Business strategy based solely on on quarterly profit margins. rather longer term return on investment. Marketing, branding and certification, including non-clinical benchmark-based hospital rating services, all add to needless costs that health systems use to compete in the market. These costs are absorbed into the overall operational budget and lead to increased costs to patients as well. (See post on patient satisfaction)

So how do we pay for the care for the uninsured? Public hospitals are funded by tax district, city, county, and state. In some cases, these regions operate health care centers and clinics, employing healthcare providers directly. In other cases, they purchase the healthcare services from private providers, hospitals and clinics. For example, the District of Columbia (D.C.), created an entity called the DC HealthCare Alliance to pay for low income District residents not eligible for Medicaid. As a result the District has one of the lowest uninsured rates in the country. Incredibly however, mental health and substance abuse services were not included this coverage.

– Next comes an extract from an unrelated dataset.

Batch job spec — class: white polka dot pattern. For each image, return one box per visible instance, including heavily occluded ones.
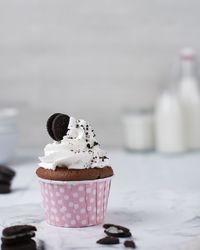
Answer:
[40,178,111,227]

Hospitals and health providers bill patients regardless of insurance status, which also leads to increased cost to uninsured patients. Bills are higher than that for insured patients, as there is no carrier to negotiate collectively for lower prices. You should be aware that you have a right to negotiate for a lower cost as well. To be fair, hospitals budget in the range of about 5% expenses for uncompensated care. The American Hospital Association reported that in 2016, hospitals provided about $40 billion in uncompensated care to uninsured patients the year the ACA passed. The GOP is still threatening to eliminate provisions in the ACA that would likely double that uncompensated care, a fact that the Healthcare Leadership Council (a coalition of CEOs from all disciplines in US healthcare) has pointed out, is not a partisan issue.

To be clear, our ridiculously expensive health care system could save countless lives and an almost unfathomable amount of money by applying more sensible approaches to health care system design, but it goes far beyond accounting for the cost of care for the uninsured.